How to use

First time setup - get the code

From the command line:

  git clone --recursive https://github.com/Noura/laughter-properties
  cd laughter-properties
  touch laughter_detection/__init__.py
  touch pywebrtcvad/__init__.py

First time setup - Set up VLC to convert to WAV

You need to make sure all the audio files you want to process are in .wav format, mono, sample rate at 8000, 16000, or 32000, and sample width 2. If you need to convert the audio files to this format, you can use VLC, which you can download for free from here.

In VLC, go to File -> Convert/Stream

Under Choose Profile, choose Custom from the dropdown then press the button Customize...

In the popup menu, under Encapsulation choose WAV under Audio codec choose Codec: WAV, Channels: 1, Samplerate: 8000

Click Save as new Profile..., I suggest naming it something descriptive like wav mono sr8000.

Now every time you want to convert a file you can choose this profile.

Every time usage

Convert files to .wav format

Make sure all the audio files to .wav format. If needed you can conver them with VLC.

Launch VLC, go to File -> Convert/Stream.

Add the audio file you want to convert.

Under Choose Profile, choose wav mono sr8000 or whatever you named your custom profile.

Choose an output destination and name for the .wav file.

Organize the files

Put all the .wav files that you want to have processed together in the same folder.
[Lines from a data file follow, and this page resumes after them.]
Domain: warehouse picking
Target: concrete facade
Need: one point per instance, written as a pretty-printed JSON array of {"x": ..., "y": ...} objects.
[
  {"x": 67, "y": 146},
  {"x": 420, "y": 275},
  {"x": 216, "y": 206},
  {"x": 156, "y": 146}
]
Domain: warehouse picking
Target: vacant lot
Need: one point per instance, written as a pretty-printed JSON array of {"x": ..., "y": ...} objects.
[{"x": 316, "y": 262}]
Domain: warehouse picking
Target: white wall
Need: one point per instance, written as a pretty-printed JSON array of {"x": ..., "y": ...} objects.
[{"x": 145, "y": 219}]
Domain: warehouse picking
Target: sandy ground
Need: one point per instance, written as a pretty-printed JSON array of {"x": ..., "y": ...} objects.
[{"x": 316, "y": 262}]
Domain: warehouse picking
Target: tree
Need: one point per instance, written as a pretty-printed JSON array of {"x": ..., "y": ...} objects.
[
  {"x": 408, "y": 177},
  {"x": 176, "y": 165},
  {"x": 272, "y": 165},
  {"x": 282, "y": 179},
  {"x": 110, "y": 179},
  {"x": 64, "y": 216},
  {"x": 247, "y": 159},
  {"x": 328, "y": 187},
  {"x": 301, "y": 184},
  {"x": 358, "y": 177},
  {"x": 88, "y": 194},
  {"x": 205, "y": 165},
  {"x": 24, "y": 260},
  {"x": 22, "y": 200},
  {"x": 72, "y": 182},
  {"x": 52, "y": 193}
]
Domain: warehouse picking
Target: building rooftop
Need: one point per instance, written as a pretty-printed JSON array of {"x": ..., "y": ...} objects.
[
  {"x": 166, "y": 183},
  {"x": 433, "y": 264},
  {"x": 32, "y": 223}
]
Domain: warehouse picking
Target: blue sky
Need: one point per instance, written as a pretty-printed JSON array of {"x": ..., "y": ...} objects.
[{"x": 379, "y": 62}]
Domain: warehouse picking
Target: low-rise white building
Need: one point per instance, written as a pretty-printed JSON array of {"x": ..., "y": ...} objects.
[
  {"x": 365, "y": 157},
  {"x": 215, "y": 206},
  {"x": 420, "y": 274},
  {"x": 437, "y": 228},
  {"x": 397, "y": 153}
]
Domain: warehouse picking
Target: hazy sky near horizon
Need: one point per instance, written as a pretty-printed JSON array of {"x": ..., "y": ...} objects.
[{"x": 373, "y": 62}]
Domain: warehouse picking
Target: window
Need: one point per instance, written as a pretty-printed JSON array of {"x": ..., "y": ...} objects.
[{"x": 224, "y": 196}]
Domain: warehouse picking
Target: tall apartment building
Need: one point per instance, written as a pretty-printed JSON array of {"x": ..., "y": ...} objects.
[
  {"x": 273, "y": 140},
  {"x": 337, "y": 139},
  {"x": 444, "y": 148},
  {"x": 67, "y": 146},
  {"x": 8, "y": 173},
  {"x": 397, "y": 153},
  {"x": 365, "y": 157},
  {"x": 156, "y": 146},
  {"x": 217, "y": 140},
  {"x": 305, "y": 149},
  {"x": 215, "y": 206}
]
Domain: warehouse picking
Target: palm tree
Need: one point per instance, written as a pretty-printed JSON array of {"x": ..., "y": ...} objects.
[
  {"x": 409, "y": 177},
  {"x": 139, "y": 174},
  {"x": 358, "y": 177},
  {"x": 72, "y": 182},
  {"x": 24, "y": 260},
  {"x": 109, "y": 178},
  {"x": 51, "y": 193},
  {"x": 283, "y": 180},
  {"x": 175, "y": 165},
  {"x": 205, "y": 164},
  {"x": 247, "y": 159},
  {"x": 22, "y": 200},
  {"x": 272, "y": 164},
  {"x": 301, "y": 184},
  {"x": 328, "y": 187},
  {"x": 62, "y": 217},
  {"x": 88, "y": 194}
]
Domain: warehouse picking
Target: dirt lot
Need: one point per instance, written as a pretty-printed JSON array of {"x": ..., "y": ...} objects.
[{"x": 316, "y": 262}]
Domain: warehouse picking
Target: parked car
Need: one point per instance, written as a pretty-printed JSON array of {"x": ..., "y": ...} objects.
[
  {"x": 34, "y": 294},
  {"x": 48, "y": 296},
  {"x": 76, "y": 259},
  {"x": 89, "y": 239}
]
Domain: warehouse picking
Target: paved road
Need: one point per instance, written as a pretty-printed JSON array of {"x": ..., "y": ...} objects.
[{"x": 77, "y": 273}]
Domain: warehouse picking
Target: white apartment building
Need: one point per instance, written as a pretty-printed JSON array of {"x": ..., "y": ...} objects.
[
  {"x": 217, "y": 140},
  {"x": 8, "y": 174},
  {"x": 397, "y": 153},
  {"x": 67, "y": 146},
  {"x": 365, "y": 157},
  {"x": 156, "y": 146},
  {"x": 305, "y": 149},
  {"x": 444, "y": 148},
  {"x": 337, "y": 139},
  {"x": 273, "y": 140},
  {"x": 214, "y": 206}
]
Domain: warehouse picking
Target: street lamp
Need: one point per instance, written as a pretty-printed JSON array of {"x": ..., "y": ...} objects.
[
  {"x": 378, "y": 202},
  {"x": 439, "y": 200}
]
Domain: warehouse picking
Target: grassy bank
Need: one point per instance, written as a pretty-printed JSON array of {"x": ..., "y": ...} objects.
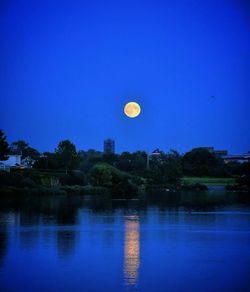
[{"x": 209, "y": 181}]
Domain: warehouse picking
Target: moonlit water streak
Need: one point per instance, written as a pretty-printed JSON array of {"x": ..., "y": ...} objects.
[{"x": 131, "y": 251}]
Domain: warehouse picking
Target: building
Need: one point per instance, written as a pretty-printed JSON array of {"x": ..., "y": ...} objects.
[
  {"x": 13, "y": 160},
  {"x": 210, "y": 149},
  {"x": 109, "y": 146}
]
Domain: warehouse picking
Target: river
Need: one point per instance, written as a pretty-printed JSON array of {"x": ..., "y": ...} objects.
[{"x": 162, "y": 242}]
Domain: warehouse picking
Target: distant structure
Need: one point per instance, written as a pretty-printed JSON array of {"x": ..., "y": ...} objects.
[
  {"x": 109, "y": 146},
  {"x": 13, "y": 160}
]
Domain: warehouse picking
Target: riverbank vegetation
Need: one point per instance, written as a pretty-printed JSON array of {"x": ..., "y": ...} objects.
[{"x": 67, "y": 170}]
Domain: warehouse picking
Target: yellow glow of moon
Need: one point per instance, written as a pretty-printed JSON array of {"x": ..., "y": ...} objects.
[{"x": 132, "y": 109}]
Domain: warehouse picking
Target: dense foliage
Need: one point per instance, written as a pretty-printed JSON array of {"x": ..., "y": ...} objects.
[{"x": 4, "y": 146}]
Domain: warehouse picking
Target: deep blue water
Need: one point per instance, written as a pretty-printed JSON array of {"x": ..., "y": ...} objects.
[{"x": 90, "y": 244}]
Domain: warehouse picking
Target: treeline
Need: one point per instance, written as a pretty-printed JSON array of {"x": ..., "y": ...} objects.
[{"x": 104, "y": 169}]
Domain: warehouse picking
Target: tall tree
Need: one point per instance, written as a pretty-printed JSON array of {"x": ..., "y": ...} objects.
[
  {"x": 67, "y": 155},
  {"x": 4, "y": 146},
  {"x": 24, "y": 149}
]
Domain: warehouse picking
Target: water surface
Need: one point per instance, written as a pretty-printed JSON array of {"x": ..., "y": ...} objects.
[{"x": 171, "y": 242}]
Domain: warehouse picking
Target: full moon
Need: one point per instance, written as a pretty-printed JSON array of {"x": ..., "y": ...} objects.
[{"x": 132, "y": 109}]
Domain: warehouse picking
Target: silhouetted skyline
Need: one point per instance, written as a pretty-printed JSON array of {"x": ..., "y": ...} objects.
[{"x": 67, "y": 70}]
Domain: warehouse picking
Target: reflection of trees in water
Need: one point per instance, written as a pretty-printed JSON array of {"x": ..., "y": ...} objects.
[
  {"x": 131, "y": 251},
  {"x": 66, "y": 242},
  {"x": 29, "y": 238},
  {"x": 3, "y": 244}
]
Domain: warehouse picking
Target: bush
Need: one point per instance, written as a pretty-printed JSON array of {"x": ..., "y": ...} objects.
[
  {"x": 73, "y": 179},
  {"x": 10, "y": 179}
]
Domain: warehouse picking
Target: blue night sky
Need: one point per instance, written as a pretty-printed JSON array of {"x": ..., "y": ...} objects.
[{"x": 68, "y": 68}]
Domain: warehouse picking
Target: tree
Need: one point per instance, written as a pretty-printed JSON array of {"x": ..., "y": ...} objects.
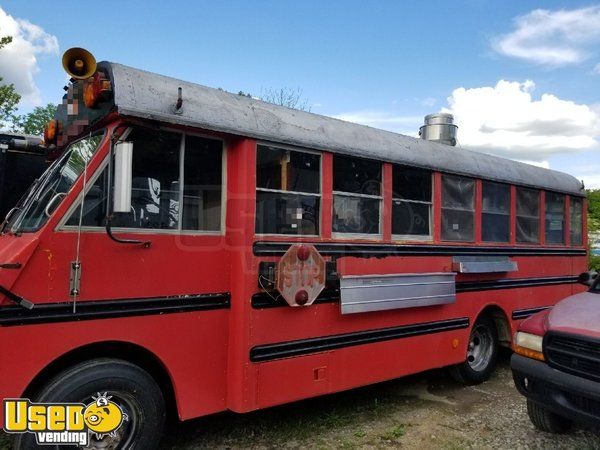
[
  {"x": 288, "y": 97},
  {"x": 34, "y": 122},
  {"x": 9, "y": 99}
]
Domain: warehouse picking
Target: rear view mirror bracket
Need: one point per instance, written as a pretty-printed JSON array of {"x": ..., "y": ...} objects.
[{"x": 119, "y": 197}]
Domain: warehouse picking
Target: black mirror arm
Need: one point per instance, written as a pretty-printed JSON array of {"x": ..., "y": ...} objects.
[{"x": 145, "y": 244}]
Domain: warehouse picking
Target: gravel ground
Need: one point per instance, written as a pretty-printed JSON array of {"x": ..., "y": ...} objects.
[
  {"x": 425, "y": 411},
  {"x": 422, "y": 412}
]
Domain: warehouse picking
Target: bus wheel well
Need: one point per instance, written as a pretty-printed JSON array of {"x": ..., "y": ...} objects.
[
  {"x": 112, "y": 349},
  {"x": 501, "y": 321}
]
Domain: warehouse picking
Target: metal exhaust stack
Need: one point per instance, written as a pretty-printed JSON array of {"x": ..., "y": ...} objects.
[{"x": 439, "y": 127}]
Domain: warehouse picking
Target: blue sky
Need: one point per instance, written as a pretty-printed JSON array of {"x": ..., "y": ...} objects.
[{"x": 383, "y": 63}]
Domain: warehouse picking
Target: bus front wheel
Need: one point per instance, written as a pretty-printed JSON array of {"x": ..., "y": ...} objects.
[
  {"x": 482, "y": 353},
  {"x": 138, "y": 399}
]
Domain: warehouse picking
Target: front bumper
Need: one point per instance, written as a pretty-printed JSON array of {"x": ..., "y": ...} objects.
[{"x": 569, "y": 396}]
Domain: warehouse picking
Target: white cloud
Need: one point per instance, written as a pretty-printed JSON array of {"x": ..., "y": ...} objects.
[
  {"x": 506, "y": 120},
  {"x": 553, "y": 38},
  {"x": 429, "y": 101},
  {"x": 18, "y": 60},
  {"x": 379, "y": 119}
]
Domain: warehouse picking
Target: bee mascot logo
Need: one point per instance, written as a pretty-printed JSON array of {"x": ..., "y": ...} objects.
[
  {"x": 103, "y": 416},
  {"x": 64, "y": 423}
]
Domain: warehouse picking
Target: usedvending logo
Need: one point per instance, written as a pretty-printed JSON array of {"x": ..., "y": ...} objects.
[{"x": 64, "y": 423}]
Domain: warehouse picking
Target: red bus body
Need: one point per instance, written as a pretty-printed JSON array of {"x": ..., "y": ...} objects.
[{"x": 227, "y": 346}]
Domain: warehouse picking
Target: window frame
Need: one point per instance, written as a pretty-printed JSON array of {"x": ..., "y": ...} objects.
[
  {"x": 509, "y": 214},
  {"x": 566, "y": 217},
  {"x": 366, "y": 236},
  {"x": 280, "y": 191},
  {"x": 476, "y": 219},
  {"x": 581, "y": 226},
  {"x": 415, "y": 237},
  {"x": 63, "y": 227},
  {"x": 541, "y": 217}
]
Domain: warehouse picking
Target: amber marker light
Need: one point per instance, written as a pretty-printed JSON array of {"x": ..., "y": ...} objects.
[
  {"x": 528, "y": 345},
  {"x": 51, "y": 132},
  {"x": 95, "y": 88}
]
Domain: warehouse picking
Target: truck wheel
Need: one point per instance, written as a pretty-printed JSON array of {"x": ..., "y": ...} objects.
[
  {"x": 546, "y": 420},
  {"x": 130, "y": 387},
  {"x": 482, "y": 353}
]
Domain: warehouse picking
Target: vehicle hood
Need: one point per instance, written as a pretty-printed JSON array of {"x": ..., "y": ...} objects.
[
  {"x": 15, "y": 250},
  {"x": 578, "y": 314}
]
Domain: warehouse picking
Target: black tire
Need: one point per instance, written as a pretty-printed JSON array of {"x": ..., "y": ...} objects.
[
  {"x": 131, "y": 387},
  {"x": 482, "y": 354},
  {"x": 546, "y": 420}
]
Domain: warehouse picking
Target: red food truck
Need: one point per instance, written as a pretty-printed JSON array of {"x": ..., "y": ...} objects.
[{"x": 192, "y": 251}]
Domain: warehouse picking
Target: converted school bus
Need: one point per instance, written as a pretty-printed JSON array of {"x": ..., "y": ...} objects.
[{"x": 434, "y": 254}]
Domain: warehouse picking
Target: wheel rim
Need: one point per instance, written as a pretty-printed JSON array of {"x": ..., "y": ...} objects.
[
  {"x": 127, "y": 433},
  {"x": 481, "y": 348}
]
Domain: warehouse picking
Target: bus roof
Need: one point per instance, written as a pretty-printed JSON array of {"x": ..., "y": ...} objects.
[{"x": 142, "y": 94}]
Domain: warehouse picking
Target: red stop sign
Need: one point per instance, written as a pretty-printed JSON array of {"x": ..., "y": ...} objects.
[{"x": 301, "y": 275}]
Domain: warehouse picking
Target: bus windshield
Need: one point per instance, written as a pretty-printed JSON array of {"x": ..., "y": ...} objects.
[{"x": 45, "y": 195}]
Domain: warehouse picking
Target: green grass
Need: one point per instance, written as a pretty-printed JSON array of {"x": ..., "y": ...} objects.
[{"x": 394, "y": 433}]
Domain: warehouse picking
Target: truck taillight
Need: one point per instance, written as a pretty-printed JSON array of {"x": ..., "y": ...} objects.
[{"x": 96, "y": 88}]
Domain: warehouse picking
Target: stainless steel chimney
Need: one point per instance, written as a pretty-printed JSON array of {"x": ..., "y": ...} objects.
[{"x": 439, "y": 127}]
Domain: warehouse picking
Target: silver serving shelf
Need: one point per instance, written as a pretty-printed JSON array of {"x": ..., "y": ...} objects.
[
  {"x": 367, "y": 293},
  {"x": 483, "y": 264}
]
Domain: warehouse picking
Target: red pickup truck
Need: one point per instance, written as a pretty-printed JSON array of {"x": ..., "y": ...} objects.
[{"x": 556, "y": 363}]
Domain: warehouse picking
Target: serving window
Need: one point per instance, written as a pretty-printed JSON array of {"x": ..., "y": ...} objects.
[
  {"x": 576, "y": 220},
  {"x": 458, "y": 208},
  {"x": 555, "y": 218},
  {"x": 357, "y": 196},
  {"x": 528, "y": 216},
  {"x": 288, "y": 191},
  {"x": 411, "y": 202},
  {"x": 176, "y": 185},
  {"x": 495, "y": 212}
]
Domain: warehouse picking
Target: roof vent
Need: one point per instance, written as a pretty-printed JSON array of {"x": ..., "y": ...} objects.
[{"x": 439, "y": 127}]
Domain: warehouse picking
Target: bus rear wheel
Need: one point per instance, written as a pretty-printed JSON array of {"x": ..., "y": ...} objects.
[
  {"x": 130, "y": 387},
  {"x": 482, "y": 353}
]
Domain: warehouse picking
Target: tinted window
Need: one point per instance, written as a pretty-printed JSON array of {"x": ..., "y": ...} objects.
[
  {"x": 576, "y": 225},
  {"x": 156, "y": 185},
  {"x": 155, "y": 181},
  {"x": 357, "y": 195},
  {"x": 287, "y": 170},
  {"x": 411, "y": 184},
  {"x": 555, "y": 218},
  {"x": 458, "y": 200},
  {"x": 495, "y": 216},
  {"x": 358, "y": 176},
  {"x": 287, "y": 192},
  {"x": 202, "y": 176},
  {"x": 411, "y": 204},
  {"x": 528, "y": 215}
]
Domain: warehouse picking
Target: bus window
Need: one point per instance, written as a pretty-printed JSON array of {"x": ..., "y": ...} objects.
[
  {"x": 555, "y": 218},
  {"x": 576, "y": 213},
  {"x": 495, "y": 213},
  {"x": 288, "y": 191},
  {"x": 356, "y": 196},
  {"x": 458, "y": 208},
  {"x": 156, "y": 185},
  {"x": 528, "y": 216},
  {"x": 411, "y": 204},
  {"x": 202, "y": 181}
]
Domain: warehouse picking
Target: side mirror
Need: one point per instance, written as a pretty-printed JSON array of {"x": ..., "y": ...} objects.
[
  {"x": 587, "y": 278},
  {"x": 122, "y": 177}
]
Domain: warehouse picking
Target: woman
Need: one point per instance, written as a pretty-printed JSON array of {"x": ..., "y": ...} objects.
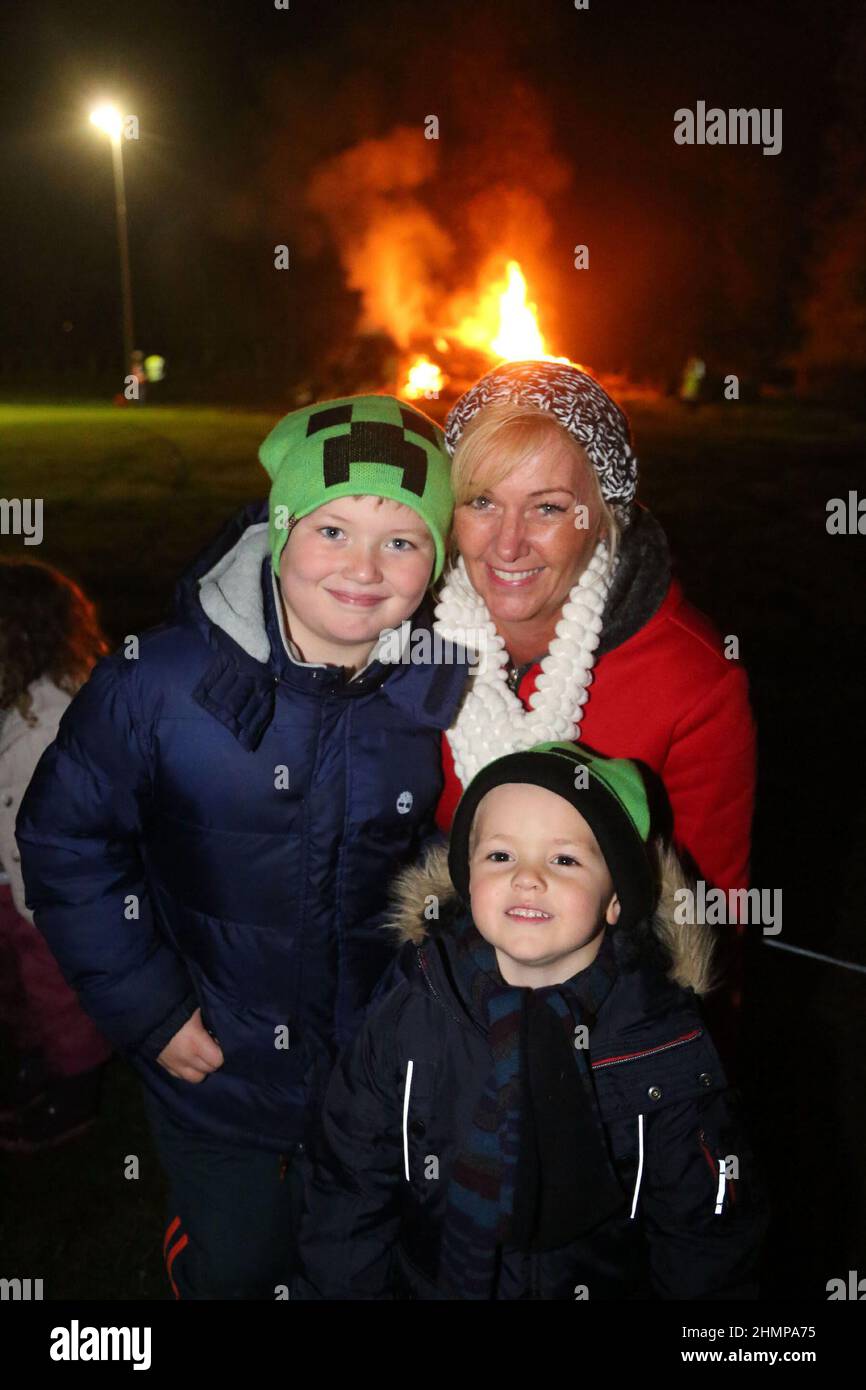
[
  {"x": 584, "y": 630},
  {"x": 49, "y": 641}
]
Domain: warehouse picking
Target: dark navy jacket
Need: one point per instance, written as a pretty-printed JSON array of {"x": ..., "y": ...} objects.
[
  {"x": 402, "y": 1100},
  {"x": 216, "y": 824}
]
We'll refer to this folder as input_directory

Run the script

Launch a terminal session in the folder laughter-properties

From the command line:

  python process_laughs.py <dir> <threshold> <aggressivness>

Where input_directory is the absolute path of the folder containing the .wav files, and your results will go here too

<threshold> adjusts the minimum probability threshold for classifying a frame as laughter. The default is 0.5, but you can experiment with settings between 0 and 1 to see what works best for your data. Lower threshold values may give more false positives but may also recover a higher percentage of laughs from your file. (quoted from detection/README.md)

<aggressiveness> parameter adjusts the voice extraction. It is an integer between 0 and 3. 0 is the least aggressive about filtering out non-speech, 3 is the most aggressive. (quoted from pywebrtcvad/README.rst)

View the results

Navigate to input_directory and open results.txt

"relative loudness" is roughly the loudness of the laughter snippet divided by the average loudness of the whole audio recording. So, this tries to take care of the differences in overall loudness of different audio recordings.